Formatting for AWBERC nutrient data - USEPA/SuRGE GitHub Wiki
Brian Morris completed chain of custody forms for 2021 AWBERC nutrient data. The formatting conventions were inconsistent among the forms and sometimes were at odds with those used in the lab. In some cases, the lab overrode the formatting used in the chain of custody. I noted most of these instances in the chain of custody forms. Below are the conventions used in the lab.

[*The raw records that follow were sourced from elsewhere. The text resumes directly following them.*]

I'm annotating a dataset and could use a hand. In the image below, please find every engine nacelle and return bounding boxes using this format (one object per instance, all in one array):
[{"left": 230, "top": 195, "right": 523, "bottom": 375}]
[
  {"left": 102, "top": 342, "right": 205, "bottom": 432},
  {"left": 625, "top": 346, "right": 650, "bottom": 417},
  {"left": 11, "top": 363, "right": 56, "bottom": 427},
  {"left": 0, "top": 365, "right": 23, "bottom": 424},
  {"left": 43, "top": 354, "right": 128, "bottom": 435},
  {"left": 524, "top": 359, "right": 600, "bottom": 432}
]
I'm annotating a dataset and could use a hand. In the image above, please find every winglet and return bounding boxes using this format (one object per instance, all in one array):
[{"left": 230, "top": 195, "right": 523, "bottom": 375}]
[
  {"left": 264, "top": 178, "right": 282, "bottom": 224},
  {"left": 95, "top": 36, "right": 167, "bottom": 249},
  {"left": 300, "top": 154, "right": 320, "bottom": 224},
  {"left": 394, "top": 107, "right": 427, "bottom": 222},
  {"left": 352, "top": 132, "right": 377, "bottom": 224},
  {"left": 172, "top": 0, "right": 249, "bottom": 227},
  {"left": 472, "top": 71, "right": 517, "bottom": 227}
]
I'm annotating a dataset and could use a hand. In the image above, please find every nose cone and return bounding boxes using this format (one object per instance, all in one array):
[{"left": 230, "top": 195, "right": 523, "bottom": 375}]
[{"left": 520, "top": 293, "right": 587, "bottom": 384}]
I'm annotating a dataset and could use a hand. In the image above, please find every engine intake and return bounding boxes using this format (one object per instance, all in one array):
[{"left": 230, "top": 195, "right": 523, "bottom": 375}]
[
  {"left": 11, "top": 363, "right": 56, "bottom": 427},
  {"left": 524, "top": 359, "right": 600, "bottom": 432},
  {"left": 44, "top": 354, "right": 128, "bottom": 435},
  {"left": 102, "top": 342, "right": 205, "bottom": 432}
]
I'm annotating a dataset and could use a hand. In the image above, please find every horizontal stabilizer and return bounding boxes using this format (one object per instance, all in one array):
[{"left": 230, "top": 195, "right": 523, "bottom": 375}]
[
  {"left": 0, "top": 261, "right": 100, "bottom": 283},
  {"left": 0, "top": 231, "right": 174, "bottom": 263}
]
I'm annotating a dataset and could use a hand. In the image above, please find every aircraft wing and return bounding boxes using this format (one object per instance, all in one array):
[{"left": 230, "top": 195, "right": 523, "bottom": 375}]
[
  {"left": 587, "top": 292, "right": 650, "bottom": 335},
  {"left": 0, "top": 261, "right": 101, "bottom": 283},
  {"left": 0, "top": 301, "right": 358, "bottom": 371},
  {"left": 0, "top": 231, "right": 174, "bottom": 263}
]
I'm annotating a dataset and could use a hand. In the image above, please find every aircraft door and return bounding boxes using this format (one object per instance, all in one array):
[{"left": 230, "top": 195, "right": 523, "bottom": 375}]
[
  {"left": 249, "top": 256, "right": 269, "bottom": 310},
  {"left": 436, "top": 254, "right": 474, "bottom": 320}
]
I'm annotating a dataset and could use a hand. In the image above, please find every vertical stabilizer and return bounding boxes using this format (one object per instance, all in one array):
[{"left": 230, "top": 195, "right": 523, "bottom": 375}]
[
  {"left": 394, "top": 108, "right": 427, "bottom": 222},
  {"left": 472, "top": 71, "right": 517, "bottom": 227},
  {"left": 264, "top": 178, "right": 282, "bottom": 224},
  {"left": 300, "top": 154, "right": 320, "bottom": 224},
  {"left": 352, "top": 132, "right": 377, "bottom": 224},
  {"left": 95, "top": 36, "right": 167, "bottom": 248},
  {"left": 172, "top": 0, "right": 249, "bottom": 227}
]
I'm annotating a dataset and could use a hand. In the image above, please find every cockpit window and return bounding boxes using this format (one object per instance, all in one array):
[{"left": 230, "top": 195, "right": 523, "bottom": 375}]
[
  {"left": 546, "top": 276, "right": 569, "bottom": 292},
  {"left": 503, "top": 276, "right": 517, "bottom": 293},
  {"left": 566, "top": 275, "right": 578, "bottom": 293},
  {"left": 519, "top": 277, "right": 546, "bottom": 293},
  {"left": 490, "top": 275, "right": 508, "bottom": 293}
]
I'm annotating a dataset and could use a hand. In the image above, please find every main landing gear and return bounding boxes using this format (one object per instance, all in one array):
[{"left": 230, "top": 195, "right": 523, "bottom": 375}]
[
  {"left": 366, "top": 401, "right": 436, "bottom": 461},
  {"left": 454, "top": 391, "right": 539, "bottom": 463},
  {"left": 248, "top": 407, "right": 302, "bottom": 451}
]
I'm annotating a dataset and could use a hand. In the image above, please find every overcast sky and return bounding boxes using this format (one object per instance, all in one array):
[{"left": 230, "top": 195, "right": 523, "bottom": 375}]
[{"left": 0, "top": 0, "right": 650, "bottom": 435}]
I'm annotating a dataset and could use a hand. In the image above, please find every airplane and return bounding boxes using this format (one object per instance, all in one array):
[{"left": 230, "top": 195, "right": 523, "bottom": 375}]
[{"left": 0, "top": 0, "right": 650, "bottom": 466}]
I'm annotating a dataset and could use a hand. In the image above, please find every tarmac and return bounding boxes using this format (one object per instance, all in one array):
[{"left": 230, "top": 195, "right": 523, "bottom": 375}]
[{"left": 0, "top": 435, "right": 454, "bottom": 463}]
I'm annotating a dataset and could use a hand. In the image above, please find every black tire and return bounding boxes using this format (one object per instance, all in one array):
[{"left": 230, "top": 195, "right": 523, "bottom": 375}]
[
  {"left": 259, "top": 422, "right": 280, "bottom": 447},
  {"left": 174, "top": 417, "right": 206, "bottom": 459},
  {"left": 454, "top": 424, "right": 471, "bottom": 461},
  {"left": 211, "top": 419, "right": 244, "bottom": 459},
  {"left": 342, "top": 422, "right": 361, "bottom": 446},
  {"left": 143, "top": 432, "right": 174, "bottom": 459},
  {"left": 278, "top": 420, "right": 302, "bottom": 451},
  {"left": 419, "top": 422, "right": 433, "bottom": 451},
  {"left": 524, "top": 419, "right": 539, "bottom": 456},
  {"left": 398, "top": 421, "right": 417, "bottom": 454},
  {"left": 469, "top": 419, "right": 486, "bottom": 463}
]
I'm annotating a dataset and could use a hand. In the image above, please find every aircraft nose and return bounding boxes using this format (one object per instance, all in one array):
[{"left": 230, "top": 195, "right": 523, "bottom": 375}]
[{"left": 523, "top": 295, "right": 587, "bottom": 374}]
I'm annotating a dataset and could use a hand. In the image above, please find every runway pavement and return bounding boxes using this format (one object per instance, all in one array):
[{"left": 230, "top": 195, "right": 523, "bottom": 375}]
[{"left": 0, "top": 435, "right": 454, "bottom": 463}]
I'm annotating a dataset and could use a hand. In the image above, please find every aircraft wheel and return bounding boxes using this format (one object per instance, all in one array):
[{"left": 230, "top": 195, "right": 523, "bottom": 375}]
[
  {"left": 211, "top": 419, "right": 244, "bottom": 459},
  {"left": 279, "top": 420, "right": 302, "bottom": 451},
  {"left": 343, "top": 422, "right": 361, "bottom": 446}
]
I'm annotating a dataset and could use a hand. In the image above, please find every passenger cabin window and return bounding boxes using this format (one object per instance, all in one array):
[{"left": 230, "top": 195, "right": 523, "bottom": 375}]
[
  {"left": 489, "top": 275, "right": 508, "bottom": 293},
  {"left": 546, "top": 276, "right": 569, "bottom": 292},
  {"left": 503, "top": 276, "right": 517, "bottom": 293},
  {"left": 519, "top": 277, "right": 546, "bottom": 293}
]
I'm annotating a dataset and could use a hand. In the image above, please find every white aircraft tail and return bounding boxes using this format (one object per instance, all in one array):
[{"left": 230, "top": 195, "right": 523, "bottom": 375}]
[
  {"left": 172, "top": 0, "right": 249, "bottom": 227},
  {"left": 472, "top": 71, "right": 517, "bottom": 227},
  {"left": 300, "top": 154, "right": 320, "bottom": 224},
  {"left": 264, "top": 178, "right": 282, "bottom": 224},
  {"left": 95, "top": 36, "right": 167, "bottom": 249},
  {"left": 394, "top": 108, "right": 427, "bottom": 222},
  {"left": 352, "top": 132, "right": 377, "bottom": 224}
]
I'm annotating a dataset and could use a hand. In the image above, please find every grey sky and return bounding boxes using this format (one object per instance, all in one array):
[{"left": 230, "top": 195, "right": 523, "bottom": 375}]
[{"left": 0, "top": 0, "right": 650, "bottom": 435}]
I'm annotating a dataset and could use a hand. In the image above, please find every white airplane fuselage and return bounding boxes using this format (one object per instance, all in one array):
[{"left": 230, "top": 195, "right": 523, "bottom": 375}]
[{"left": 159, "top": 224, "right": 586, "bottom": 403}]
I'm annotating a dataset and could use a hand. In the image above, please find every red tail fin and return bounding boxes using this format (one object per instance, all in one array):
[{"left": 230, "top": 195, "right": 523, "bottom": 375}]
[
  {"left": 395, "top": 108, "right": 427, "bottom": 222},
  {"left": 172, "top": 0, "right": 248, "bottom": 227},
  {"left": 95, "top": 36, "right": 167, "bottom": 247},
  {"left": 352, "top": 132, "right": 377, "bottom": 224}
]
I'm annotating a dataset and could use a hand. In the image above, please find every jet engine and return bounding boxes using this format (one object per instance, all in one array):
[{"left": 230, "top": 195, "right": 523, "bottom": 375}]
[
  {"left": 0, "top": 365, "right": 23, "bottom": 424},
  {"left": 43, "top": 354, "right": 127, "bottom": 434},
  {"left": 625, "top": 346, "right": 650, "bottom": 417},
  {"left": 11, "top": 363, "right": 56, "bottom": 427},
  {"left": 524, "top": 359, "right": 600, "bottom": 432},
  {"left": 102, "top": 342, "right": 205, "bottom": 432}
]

Unknowns and field duplicates are assigned TYPE == UKN in the nutrient data file. Field duplicates can be distinguished from the corresponding unknown by the values in the REP field. The unknown is assigned REP == 1|A and the field duplicate REP == 2|B; other identifiers are identical. The use of numbers or letters to discriminate unknowns and field duplicates is done intentionally.
Laboratory duplicates are occasionally conducted. These samples are assigned TYPE == DUP, but all other identifiers are identical to the original sample.
To aggregate laboratory duplicates, first we need to convert type
to unknown:
data <- data %>% mutate(sample_type = case_when(sample_type == "duplicate" ~ "unknown", TRUE ~ sample_type))
Now we can group by lake_id, site_id, sample_depth, rep, analyte, and sample_type to aggregate the lab dup, while preserving the field duplicate.
data <- data %>% group_by(lake_id, site_id, sample_depth, sample_type, rep, analyte) %>% summarize(finalConc = mean(finalConc, na.rm = T))
Now we can recode sample type to identify field duplicate. It will have a rep value of 2 or B:
data <- data %>% mutate(sample_type = case_when(rep %in% c(2, "B") ~ "duplicate", TRUE ~ sample_type)) %>% select(-rep)